Province declared hub of production hub for parts to be used in electric vehicles
The South Korean province of South Chungcheong has been declared the country’s hub for the production of fuel cell vehicle parts. The province has successfully passed a government feasibility assessment, which has established it as a major production entity that will provide strong support for clean vehicles in the future. New facilities will be built to accommodate the demand for components needed to build fuel cell vehicles. These facilities are expected to provide the province with new economic opportunities.

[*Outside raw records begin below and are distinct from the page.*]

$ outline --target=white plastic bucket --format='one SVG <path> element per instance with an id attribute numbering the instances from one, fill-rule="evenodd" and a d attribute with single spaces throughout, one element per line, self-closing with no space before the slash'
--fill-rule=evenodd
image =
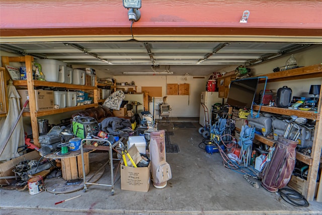
<path id="1" fill-rule="evenodd" d="M 65 84 L 72 83 L 72 68 L 70 67 L 66 67 L 66 73 L 65 73 Z"/>
<path id="2" fill-rule="evenodd" d="M 90 86 L 92 86 L 93 87 L 95 86 L 95 76 L 96 76 L 93 74 L 86 74 L 86 76 L 88 76 L 91 77 L 91 85 Z"/>
<path id="3" fill-rule="evenodd" d="M 66 107 L 67 101 L 67 92 L 54 91 L 54 103 L 59 105 L 59 108 Z"/>
<path id="4" fill-rule="evenodd" d="M 105 99 L 107 99 L 109 96 L 110 96 L 110 95 L 111 95 L 111 90 L 106 90 L 107 93 L 106 93 L 106 98 L 105 98 Z"/>
<path id="5" fill-rule="evenodd" d="M 82 138 L 74 137 L 69 139 L 69 149 L 70 151 L 77 151 L 79 149 Z"/>
<path id="6" fill-rule="evenodd" d="M 77 92 L 67 92 L 67 107 L 74 107 L 77 105 Z"/>
<path id="7" fill-rule="evenodd" d="M 66 64 L 50 59 L 36 59 L 35 62 L 41 65 L 41 71 L 47 82 L 64 83 Z"/>
<path id="8" fill-rule="evenodd" d="M 77 69 L 73 70 L 72 84 L 74 85 L 85 85 L 86 83 L 86 71 Z"/>

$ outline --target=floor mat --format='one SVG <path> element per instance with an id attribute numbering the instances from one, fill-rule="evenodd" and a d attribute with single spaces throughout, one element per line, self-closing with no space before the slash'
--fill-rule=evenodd
<path id="1" fill-rule="evenodd" d="M 174 135 L 173 131 L 166 131 L 166 152 L 167 153 L 178 153 L 180 152 L 178 144 L 171 144 L 170 135 Z"/>
<path id="2" fill-rule="evenodd" d="M 193 125 L 193 124 L 192 124 L 192 123 L 190 122 L 174 122 L 173 126 L 174 127 L 177 127 L 179 128 L 196 128 L 196 127 Z"/>

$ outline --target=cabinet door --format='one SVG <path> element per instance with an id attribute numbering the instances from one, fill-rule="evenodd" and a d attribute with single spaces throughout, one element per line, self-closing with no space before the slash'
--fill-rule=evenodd
<path id="1" fill-rule="evenodd" d="M 225 78 L 224 86 L 225 86 L 225 97 L 224 98 L 228 98 L 228 93 L 229 92 L 229 84 L 230 84 L 230 80 L 231 80 L 230 76 L 228 76 Z"/>
<path id="2" fill-rule="evenodd" d="M 1 83 L 1 86 L 0 86 L 0 114 L 2 116 L 6 115 L 7 113 L 7 99 L 6 94 L 6 80 L 5 79 L 5 68 L 1 67 L 0 71 L 0 83 Z"/>
<path id="3" fill-rule="evenodd" d="M 221 78 L 218 79 L 218 97 L 219 98 L 225 97 L 225 79 Z"/>

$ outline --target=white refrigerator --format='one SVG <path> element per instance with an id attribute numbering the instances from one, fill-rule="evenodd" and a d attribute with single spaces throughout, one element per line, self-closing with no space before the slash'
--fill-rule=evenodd
<path id="1" fill-rule="evenodd" d="M 200 95 L 200 113 L 199 115 L 199 124 L 202 126 L 205 124 L 205 114 L 207 114 L 209 117 L 207 118 L 208 123 L 210 123 L 211 120 L 212 106 L 215 103 L 222 103 L 222 98 L 218 97 L 218 92 L 208 92 L 203 91 L 201 92 Z M 208 108 L 208 113 L 205 111 L 205 108 L 201 105 L 204 104 Z M 206 110 L 207 109 L 206 109 Z M 207 115 L 206 115 L 207 116 Z"/>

Demand for clean vehicles is growing
Fuel cell vehicles are becoming very popular, especially in South Korea, where major automaker Hyundai has launched its first car equipped with a hydrogen fuel cell. These vehicles are often referred to as “running air purifiers.” This is because of the fact that they only produce oxygen and water vapor as emissions while operating. Fuel cell vehicles are powered by hydrogen and, like all vehicles, are comprised of parts manufactured throughout the world. South Korea has established a strong foothold in the supply chain for these vehicles.
South Korean government continues to show strong support for clean transportation
The South Korean government will be investing in the development of new production facilities in South Chungcheong. Some $65 million in additional funding will also be coming to the province to help in this endeavor. The province already has a longstanding history with the auto industry and is home to many auto part manufacturers. Due to its close proximity to the sea, the province can also export the products it produces more efficiently, especially to China, one of South Korea’s largest customers. The growing demand for fuel cell vehicles will ensure that South Korea plays a major role in the expanding clean transportation market.
Lacking infrastructure has slowed the release of fuel cell vehicles
Fuel cell vehicles have won praise because of their efficient nature, but they are still in limited supply. Automakers are eager to launch these vehicles and ensure that they are more accessible, but concerns regarding infrastructure have sidelined these plans. Without access to fueling stations, fuel cell vehicles have limited appeal, which has slowed their adoption considerably.